Thus, the \(\mathbf{\theta}\), lets call it \(\theta_{ML}\) that maximizes \(L(\mathbf{\theta})\) will be the maximum likelihood estimate. Maximizing the likelihood involves finding the critical point (where the derivative is 0). It is tricky to work with finite products when taking the derivatives, hence we work with the log likelihood function , \[ l(\mathbf{\theta}) = log\left(L(\mathbf{\theta})\right) \] (log is monotonic increasing!). To find \(\theta_{ML}\), we need to set \[ \nabla l(\mathbf{\theta}) = \mathbf{0} \] and solve a system of \(p\) equations. The gradient of log likelihood is called the score function.

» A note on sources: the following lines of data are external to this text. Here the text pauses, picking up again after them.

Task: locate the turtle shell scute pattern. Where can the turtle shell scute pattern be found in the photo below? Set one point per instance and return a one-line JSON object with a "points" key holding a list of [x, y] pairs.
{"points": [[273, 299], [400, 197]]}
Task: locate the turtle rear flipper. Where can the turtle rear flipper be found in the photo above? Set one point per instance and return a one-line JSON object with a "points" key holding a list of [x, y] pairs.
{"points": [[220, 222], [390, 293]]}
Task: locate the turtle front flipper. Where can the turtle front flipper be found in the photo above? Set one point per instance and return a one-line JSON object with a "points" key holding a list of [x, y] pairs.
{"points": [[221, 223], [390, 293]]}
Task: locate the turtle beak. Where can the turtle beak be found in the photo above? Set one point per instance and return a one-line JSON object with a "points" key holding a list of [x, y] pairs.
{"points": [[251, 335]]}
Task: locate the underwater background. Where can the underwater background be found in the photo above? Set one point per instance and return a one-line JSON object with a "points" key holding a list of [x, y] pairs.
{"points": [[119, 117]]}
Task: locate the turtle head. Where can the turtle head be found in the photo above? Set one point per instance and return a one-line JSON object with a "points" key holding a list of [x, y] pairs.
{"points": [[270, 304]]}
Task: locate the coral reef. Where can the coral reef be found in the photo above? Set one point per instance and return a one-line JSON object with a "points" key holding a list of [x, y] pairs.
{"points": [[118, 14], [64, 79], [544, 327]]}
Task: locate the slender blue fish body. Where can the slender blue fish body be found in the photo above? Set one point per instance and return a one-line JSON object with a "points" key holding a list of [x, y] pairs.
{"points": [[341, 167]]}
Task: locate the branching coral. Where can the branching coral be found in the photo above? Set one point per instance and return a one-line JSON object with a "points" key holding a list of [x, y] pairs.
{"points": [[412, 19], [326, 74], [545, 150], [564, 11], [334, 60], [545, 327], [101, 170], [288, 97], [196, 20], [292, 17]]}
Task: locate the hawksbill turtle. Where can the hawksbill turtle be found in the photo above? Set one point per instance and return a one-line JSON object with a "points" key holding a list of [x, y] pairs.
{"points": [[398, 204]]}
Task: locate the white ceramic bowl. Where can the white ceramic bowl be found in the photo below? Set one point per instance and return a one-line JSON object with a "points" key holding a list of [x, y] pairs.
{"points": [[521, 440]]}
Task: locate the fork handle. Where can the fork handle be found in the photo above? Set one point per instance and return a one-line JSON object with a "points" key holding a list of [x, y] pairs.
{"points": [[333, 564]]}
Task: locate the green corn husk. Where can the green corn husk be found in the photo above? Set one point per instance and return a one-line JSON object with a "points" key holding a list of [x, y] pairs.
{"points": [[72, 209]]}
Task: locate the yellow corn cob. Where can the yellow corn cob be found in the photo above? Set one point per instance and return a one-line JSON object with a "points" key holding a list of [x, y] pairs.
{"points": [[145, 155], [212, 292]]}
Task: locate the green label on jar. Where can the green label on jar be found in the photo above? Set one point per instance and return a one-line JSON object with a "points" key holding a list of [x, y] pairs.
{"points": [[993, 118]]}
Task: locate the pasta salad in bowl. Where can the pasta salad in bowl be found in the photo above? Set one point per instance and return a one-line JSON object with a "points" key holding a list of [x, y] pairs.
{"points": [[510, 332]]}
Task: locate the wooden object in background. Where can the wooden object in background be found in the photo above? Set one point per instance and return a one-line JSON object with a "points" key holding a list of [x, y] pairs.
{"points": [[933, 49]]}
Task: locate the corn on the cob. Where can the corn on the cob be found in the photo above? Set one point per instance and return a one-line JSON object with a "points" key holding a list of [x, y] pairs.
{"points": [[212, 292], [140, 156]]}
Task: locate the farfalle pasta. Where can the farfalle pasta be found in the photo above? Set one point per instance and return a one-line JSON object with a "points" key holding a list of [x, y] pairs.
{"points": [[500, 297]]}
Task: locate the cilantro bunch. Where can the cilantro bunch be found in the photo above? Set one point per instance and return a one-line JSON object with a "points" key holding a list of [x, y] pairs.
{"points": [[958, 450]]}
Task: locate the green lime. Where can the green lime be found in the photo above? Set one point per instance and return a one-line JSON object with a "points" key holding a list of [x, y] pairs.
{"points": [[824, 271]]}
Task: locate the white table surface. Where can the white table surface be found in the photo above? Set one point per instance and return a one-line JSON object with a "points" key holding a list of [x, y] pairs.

Let us look at an example. Suppose we know that weight \(W \sim N(\mu, \sigma^2)\), and we know the variance and hence the std. deviation \(\sigma\). Thus, our parameter vector is just a real number, \(\theta = \mu\). Suppose we observe \(4\) i.i.d weights, \(w_1, w_2, w_3\) and \(w_4\). What is \(L(\mathbf{\theta})\)? \[ L(\mu) = f(w_1\vert \mu) \times f(w_2\vert \mu) \times f(w_3\vert\mu) \times f(w_4\vert \mu), \] where, \[ f(w\lvert\mu) = \frac{1}{\sqrt{2\pi}\sigma}e^{-\frac{(w-\mu)^2}{2\sigma^2}} \]

Hence, \[ log(f(w\lvert\mu)) = log\left(\frac{1}{\sqrt{2\pi}\sigma}\right) + log\left(e^{-\frac{(w-\mu)^2}{2\sigma^2}}\right) \]

Let us denote \(A = log\left(\frac{1}{\sqrt{2\pi}\sigma}\right)\), then, \[ log(f(w\lvert\mu)) = A - \frac{(w-\mu)^2}{2\sigma^2} \]

(Home Assignment!)Show that the log likelihood is given by, \[4A - \frac{1}{2\sigma^2}\sum\limits_{i=1}^{4}(w_i-\mu)^2\]

(Home Assignment!)Show that the gradient of log likelihood (score function) \(\nabla l(\mu)\) is given by, \[ \frac{1}{\sigma^2}\sum\limits_{i=1}^{4}(w_i-\mu)\]